The Sheikh Hasina-led ruling regime has sought to repatriate the remaining absconders and bring them to justice in a year which is being celebrated as Mujib Borsho. This endeavour is being led by a task force that was first set up in 2010. It is headed by the law, justice and parliamentary affairs minister and comprises of key officials of the foreign, law, and home ministries.11 The Bangladesh Government has also appealed to the international community to track down the culprits. Two law firms in the US and Canada have been hired to fast-track the process.12 Meanwhile, Foreign Minister A.K. Abdul Momen has spoken to his American counterpart, the Secretary of State Michael R. Pompeo, while Prime Minister Sheikh Hasina has written a letter to President Donald Trump on the repatriation issue.13 Notably, while the US is yet to take a call on this matter, Canada has expressed its reservations in deporting the wanted personnel, given the existing provision of death penalty in Bangladesh. Therefore, barring the arrest of Captain Majed, the current government has not had tangible success in bringing the remaining absconders to justice.
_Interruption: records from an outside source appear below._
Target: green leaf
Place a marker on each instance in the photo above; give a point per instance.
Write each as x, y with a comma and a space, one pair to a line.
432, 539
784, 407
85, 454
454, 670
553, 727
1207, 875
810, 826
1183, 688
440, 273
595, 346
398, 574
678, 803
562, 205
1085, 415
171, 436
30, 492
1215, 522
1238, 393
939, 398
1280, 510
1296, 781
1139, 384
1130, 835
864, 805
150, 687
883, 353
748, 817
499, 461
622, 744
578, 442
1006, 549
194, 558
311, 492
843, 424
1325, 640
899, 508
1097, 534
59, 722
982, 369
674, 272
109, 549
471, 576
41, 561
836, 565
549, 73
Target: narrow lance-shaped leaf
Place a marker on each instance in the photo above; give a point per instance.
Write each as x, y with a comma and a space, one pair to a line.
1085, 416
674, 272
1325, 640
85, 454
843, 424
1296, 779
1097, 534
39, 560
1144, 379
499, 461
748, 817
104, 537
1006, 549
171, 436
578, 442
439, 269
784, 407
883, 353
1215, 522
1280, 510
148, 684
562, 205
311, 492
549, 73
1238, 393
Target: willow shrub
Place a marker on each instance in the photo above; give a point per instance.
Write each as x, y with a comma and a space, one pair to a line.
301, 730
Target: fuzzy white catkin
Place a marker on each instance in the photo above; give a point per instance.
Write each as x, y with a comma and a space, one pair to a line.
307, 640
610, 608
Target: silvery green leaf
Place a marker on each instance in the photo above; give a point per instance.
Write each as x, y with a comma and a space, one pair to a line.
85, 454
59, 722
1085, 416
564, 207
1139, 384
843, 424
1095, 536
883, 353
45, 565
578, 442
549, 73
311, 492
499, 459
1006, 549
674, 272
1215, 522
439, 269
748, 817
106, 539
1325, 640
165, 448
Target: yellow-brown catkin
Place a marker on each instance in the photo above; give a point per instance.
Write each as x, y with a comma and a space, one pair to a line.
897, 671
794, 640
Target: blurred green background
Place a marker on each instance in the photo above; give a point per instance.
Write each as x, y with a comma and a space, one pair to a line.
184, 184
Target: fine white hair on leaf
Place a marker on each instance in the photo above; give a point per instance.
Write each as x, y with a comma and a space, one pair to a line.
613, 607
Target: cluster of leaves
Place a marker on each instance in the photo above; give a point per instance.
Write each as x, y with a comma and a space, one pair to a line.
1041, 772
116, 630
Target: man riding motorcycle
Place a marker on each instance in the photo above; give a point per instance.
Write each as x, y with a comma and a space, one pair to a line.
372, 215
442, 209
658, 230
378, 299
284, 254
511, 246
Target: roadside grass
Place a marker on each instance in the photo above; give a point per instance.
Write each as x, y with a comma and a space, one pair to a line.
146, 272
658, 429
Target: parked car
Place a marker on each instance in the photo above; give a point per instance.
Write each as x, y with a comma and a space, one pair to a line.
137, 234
The perceived help extended by India in the arrest of Captain Abdul Majed can be seen as another feather in the cap of the growing security cooperation between India and Bangladesh, initiated under the stewardship of Prime Minister Sheikh Hasina.14 Over the last decade, Dhaka has handed over to New Delhi a number of wanted insurgent leaders, especially from India’s north-eastern states, who had been hiding in Bangladesh. This has helped establish a modicum of peace in the region.
Arguably, the arrest and execution of Captain Majed – the self-confessed assassinator of Bangabandhu – is a new milestone in the history of bilateral ties. Today, India-Bangladesh ties have been completely transformed, notwithstanding the occasional irritants including the issue of illegal migration from Bangladesh. The maturity of their ties has been reflected in India recently sending its newly appointed foreign secretary, Harsh Vardhan Shringla, to Bangladesh to clear the air over the National Register of Citizenship (NRC).15 Therefore, given these developments, it is likely that the arrest and execution of one of the killers of Bangabandhu will further strengthen India-Bangladesh ties.
Meanwhile, for Bangladesh, the execution is likely to lift the morale of the pro-liberation forces while weakening that of the anti-liberation groups who were already in disarray. This portends new political dynamics in the future.
Views expressed are of the author and do not necessarily reflect the views of the Manohar Parrikar IDSA or of the Government of India.